Business continuity is what ensures that operations are not severely impacted by unforeseen events. It’s a contingency plan for disasters, death, and other events that could have significant ramifications for your business operations. Think of it as a what-to-do when unplanned incidents take your vital systems offline. A good continuity plan ensures that critical operations can continue unimpeded.
Your Business Continuity Plan: The Basics
Business continuity planning is an interdepartmental process. It’s a reactive plan in which each department knows what to do to mitigate damage and restore normal function. Business continuity is challenging because there are so many factors that can disrupt operations. Where do you start?
1) Identify Risk Factors
Every business is at risk for disruption in one form or another. It’s important to identify your top vulnerabilities. For instance, human error is a huge risk factor. If your employees handle sensitive information, there’s an increased risk of mishandling. Avoid breaches by implementing procedures for employees to follow when working online.
2) Business Impact Analysis
A business impact analysis is a process that reveals the impact of a hypothetical disaster. The first step is to take inventory of your business operations. Identify every operation that could be disrupted by an unplanned event. Then calculate how much revenue would be lost due to the disruption. That will give you a good idea of how much is at stake.

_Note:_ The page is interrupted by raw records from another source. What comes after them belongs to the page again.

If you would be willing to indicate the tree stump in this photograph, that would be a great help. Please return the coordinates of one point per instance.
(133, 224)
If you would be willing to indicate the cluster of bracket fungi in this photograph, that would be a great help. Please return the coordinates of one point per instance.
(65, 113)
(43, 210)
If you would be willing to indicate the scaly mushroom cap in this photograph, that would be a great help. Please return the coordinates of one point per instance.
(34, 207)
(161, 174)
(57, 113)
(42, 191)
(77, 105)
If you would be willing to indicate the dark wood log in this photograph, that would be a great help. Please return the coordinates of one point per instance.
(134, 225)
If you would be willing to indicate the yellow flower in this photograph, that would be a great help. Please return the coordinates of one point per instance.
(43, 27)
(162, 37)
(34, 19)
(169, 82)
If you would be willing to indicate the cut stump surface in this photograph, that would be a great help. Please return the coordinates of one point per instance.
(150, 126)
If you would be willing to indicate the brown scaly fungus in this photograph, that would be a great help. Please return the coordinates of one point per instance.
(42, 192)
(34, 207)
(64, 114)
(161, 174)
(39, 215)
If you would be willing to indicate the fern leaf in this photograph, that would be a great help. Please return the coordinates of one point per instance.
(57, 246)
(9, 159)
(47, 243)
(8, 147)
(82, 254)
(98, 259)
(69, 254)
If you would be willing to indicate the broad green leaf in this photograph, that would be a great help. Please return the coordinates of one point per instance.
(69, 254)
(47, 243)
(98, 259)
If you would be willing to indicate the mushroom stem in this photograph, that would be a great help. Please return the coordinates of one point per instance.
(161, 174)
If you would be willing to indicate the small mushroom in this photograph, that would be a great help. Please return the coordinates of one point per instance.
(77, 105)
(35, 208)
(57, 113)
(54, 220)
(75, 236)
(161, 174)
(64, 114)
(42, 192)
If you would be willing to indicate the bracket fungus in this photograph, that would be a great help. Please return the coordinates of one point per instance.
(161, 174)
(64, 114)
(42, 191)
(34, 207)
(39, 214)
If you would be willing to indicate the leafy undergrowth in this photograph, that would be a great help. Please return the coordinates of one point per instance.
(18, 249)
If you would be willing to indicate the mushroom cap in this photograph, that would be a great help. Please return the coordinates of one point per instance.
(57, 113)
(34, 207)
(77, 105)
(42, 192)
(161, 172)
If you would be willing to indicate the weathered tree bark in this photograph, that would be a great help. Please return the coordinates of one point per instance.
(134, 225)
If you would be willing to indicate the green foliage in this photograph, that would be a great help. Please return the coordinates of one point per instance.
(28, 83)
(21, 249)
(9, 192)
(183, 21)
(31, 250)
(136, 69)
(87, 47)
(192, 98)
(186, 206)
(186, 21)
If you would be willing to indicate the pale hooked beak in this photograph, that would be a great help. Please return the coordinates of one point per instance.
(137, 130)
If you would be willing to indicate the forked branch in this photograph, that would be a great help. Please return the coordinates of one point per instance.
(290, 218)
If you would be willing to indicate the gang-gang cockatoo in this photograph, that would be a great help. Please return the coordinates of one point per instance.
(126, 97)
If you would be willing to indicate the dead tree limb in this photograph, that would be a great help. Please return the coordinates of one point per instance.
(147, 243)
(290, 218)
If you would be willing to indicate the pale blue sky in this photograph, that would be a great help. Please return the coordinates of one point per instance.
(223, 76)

3) Prevention and Response Plan
Your business continuity plan should include ways to prevent disaster. This should include employee training, and IT consulting and implementation. Prevention involves taking active steps to protect your information and infrastructure. These preventative measures should be updated based on the needs of your business.
4) Create Disaster Recovery Plan
A disaster recovery plan begins after a disaster has struck. The goal of this part of your business continuity plan is to recover software, data, and hardware in order to resume normal functions. It should be designed to protect your business data and other sensitive data. Every department should have a role in recovery to speed the process.
5) Test and Practice
A good plan is one that has been tested and trialed. A stagnate plan doesn’t take into account important factors, like employee turnover and new technology. A continuity plan test can be as simple as a meeting. All employees with a role in the plan should spend some going over the plan, looking for gaps. With adequate testing, employee response to disaster should be immediate and automatic.
A business continuity plan won’t last forever. It’s important to put a plan in place and revisit it to make sure it’s keeping pace with your business. Keep in mind that your company will change and business requirements will shift. A plan created years ago might not cover you today. Use this guide to get started making sure your business is protected today.